How does conversion from string to char array work in C++?

Question

I just started learning C++ and I was trying to output a string through printf. It wouldn't work because I had to convert the string into a char array first. I googled it and it seems that the best solution was this:

char *a = &b[0];

I somewhat understand it: It's getting a reference to the first character and setting a to that. The part that I don't understand is that this only makes sense to me if the string is stored on the stack, which I know it sometimes can be. If the string is on the heap, what exactly will the [0] index return? Does it return the pointer to the first index, because then the & isn't necessary is it? If it returns the character, doesn't that character take the form of a single value on the stack, which, when referenced, wouldn't give you the correct char array?

Answer 1

The thing to note is that operator[] returns a reference.

cppreference:

reference operator[]( size_type pos );

Returns a reference to the character at specified location pos.

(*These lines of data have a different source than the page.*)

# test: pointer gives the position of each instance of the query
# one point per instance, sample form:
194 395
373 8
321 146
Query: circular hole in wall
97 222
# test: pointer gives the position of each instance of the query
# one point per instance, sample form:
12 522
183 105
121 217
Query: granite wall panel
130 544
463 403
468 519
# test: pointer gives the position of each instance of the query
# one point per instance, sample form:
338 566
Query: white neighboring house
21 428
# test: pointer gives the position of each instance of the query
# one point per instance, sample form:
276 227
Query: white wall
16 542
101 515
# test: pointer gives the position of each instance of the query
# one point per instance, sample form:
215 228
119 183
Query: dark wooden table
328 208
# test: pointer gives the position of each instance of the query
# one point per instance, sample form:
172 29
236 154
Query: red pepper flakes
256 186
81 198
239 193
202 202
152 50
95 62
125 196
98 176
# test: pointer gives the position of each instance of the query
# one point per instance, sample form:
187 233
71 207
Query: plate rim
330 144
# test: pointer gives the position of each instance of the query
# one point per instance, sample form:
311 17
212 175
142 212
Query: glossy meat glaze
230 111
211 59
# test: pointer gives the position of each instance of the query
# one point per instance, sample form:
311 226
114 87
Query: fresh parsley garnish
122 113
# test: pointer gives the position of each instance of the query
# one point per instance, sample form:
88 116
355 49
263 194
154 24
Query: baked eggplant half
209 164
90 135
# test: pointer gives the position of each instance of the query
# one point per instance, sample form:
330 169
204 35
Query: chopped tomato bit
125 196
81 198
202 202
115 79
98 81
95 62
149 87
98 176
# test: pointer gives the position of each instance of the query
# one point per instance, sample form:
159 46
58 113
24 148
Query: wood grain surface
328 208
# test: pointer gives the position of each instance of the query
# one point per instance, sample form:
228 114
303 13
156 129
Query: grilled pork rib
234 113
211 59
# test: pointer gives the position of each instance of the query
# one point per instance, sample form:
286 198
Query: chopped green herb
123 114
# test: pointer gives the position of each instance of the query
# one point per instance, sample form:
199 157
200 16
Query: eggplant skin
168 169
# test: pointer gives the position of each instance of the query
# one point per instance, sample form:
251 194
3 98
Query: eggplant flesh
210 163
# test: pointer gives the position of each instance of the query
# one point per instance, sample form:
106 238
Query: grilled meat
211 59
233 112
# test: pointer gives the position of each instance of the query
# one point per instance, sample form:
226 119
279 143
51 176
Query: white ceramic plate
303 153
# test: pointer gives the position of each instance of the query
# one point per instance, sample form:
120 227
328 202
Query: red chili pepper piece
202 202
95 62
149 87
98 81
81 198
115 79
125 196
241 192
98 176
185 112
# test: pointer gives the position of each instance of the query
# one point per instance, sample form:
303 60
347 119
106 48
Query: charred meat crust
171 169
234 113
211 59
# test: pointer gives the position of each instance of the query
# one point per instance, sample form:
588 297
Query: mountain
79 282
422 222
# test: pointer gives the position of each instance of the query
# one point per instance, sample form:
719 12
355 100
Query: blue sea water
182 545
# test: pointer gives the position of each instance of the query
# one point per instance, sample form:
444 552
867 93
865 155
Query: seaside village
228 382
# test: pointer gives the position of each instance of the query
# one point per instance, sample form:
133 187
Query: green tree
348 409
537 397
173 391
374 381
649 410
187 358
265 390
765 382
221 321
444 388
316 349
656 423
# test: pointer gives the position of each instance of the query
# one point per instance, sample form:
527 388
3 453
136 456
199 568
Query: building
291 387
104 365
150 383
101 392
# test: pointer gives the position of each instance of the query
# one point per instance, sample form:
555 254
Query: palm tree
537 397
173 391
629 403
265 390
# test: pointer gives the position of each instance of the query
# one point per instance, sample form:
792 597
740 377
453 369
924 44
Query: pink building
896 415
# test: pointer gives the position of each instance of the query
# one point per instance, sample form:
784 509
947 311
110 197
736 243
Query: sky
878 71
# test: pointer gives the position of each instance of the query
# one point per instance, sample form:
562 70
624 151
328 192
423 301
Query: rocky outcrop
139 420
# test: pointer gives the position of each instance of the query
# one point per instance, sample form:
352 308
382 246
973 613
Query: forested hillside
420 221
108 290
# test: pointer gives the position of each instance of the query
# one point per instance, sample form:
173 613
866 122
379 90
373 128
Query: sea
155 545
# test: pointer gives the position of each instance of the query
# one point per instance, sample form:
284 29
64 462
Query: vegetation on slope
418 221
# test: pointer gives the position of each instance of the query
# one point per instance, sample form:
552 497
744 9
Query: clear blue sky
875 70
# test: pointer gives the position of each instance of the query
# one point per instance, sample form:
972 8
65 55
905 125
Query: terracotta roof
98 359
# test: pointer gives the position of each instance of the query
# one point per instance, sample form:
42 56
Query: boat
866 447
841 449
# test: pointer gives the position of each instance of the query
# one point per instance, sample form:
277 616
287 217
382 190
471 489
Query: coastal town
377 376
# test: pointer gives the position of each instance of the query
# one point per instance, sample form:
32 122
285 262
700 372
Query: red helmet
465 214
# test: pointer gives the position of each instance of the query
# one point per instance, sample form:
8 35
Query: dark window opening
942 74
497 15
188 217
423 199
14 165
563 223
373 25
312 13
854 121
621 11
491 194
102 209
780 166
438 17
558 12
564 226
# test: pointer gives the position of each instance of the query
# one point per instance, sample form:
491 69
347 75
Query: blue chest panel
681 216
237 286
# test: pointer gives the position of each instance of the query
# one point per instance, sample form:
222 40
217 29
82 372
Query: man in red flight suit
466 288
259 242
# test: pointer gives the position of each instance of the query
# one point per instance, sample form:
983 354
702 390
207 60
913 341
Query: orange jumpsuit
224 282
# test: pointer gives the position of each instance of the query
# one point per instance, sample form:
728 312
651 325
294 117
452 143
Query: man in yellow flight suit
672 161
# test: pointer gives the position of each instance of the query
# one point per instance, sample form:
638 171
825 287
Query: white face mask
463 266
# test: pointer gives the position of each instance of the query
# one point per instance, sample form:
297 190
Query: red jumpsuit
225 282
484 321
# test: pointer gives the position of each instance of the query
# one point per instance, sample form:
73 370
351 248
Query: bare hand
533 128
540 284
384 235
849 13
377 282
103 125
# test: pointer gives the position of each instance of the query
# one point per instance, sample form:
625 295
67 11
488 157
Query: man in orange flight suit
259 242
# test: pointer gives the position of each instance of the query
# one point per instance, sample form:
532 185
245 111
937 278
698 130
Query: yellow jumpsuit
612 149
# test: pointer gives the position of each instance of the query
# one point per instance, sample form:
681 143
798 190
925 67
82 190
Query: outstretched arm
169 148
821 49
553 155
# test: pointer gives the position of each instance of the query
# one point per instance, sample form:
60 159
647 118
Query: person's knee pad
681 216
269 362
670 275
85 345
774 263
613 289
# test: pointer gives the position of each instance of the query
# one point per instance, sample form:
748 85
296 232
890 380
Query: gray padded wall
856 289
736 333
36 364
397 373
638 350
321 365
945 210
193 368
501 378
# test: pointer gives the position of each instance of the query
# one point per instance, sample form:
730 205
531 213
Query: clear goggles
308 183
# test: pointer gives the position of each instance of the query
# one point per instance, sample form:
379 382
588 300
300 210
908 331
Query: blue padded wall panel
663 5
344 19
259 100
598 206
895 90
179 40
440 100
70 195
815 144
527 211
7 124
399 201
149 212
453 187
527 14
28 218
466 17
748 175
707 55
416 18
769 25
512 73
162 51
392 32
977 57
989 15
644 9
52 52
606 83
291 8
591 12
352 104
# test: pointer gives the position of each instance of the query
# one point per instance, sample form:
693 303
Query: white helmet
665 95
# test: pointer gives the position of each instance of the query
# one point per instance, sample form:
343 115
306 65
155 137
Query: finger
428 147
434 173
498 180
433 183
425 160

This is important because it means that b[0] is essentially an alias to the first character in the string. Taking its address will then give you a pointer to the underlying buffer the string's data is stored in. It doesn't matter where it is (stack, heap, etc). This is also what lets you modify the string's data by using e.g. b[0] = 'a';.

Note that you can also use c_str() and data() to get a pointer to the first character in the string. Since C++17 data() can return a non-const pointer.